Lors du dépôt d’une demande de financement pour un projet de restauration ou de création, l’évaluation finale sera basée sur différents critères dévoilés dans le premier appel à projets affiché dans les prochaines semaines. De plus, les projets ayant obtenu d’autres sources de financement seront priorisés afin de maximiser les fonds disponibles par MRC. Les organismes admissibles à déposer des demandes au programme de financement sont les :

  • MRC
  • Municipalités locales
  • Communautés autochtones
  • Organisme à but non lucratif *
  • Entreprise privée propriétaire du terrain ciblé par le projet
  • Organisme à but non lucratif propriétaire du terrain ciblé par le projet
  • Entreprise du gouvernement (société d’état) ou un organisme autre que budgétaire (Chapitre A-6.001 de la Loi sur l’administration financière)

Plusieurs conditions supplémentaires sont exigées et ne seront pas abordées, mais peuvent consultées dans le Cadre normatif du programme.

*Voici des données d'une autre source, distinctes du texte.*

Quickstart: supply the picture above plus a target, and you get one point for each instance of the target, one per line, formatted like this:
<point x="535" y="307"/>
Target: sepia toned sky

Un des objectifs de la réalisation des plans régionaux sur les milieux humides et hydriques est d’identifier des sites adéquats pour la restauration de milieux perturbés ou pour la création de nouveaux milieux, ceci en fonction du contexte environnemental et social de chaque unité géographique identifiée par le plan. La date limite de soumission des plans régionaux sur les milieux humides et hydriques est fixée au 16 juin 2022, soit cinq années après l’adoption initiale de la loi. Le degré d’avancement de l’élaboration de ces plans varie grandement entre les MRC, ce qui implique que la restauration et la création de milieux humides et hydriques seront réalisées en grande partie, à l’extérieur du cadre de ces plans. En effet, les projets proposés lors du premier appel à projets du volet 1 ne pourront pas être évalués en fonction des dispositions du plan régional sur les milieux humides et hydriques de la MRC, qui ont pourtant été prévus en ce sens, puisqu’ils ne seront pas finalisés. De plus, il sera tout aussi important d’intégrer ces projets à la production déjà en cours, pour certaines MRC, et éventuelle des plans régionaux.

Un guide technique sur la restauration et la création de milieux humides et hydriques sera produit d’ici 2024, dans le cadre du Plan d’action Saint-Laurent. Celui-ci permettra d’encadrer la réalisation de ces activités tout en effectuant la promotion des meilleures pratiques ainsi que d’exemples de cas.

Dû à l’aspect innovant et inédit de cette loi, l’équipe derrière le déploiement des étapes du programme de restauration et de création de milieux humides et hydriques apportera des ajustements aux appels à projets au fil des ans dans un objectif d’amélioration continue.

 

 

*Organisme à but non lucratif à vocation de conservation de milieux naturels et en activité depuis 5 années ou plus.